In 1959, Buddhist monk Tsung Tsai fled Mongolia when Red Army troops destroyed his monastery. He miraculously survived a year-long trek through China to Hong Kong. When George Crane, a self-described 42-year-old "cerebral ne'er-do-well" with a love of books, women, and travel, and a distaste for long-term employment, meets Tsung Tsai, the monk is living a simple life in Woodstock, New York. The two of them become friends even though the American is awed by his neighbor's abilities as a Renaissance Man — he's a monk, poet, philosopher, house-builder, scientist, doctor, and Kung Fu expert.

They begin working on some translations of plum poems together. Tsun Tsai tells him: "Poetry must be like play. Like Zen." The 71-year-old Ch'an master then asks George to accompany him on a trip to China in order to find the bones of his master and to build a shrine.
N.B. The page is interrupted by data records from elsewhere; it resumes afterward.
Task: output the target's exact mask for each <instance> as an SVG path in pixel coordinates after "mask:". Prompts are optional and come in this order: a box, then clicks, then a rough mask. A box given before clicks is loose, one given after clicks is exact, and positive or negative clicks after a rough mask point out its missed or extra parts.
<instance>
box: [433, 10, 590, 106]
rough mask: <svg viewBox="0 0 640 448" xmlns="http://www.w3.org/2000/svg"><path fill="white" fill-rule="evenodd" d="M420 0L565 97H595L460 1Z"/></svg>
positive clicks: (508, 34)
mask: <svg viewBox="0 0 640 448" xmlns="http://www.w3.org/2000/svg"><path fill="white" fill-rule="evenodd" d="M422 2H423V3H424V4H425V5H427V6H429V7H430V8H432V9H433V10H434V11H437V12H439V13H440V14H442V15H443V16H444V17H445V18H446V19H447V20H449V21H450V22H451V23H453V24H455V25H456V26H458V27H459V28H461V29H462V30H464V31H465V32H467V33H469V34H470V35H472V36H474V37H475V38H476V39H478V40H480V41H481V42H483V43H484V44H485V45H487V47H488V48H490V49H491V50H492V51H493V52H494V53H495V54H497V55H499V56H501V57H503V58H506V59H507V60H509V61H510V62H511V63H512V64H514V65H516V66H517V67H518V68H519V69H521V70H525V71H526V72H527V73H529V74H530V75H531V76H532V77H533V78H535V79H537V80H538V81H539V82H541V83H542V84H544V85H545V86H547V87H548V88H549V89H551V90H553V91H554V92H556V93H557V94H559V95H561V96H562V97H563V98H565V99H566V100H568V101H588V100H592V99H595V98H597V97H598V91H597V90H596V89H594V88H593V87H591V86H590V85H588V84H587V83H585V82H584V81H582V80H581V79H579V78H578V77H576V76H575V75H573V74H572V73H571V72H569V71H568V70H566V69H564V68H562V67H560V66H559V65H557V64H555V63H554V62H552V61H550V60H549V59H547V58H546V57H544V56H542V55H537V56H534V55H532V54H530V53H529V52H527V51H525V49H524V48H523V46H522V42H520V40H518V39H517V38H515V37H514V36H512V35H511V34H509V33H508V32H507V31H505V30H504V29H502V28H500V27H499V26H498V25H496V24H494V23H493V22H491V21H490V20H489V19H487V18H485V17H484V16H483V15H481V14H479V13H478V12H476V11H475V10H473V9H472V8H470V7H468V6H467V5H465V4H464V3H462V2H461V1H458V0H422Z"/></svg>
Crane feels honored to join Tsung Tsai on this quest. Their spiritual journey is filled with surprises.

The prose in this book follows the Ch'an master's advice to Crane about poetry: "Complicated makes mess. Just write very straight." Crane meets Tsung Tsai's older sister, receives some beads from an old lama who tells him his roots go very deep, and is awed by his friend's ability to blend Zen clarity with shamanistic mysticism. Bones of the Master ends with an arduous climb up a mountain and a gift that deepens the bond between the two men.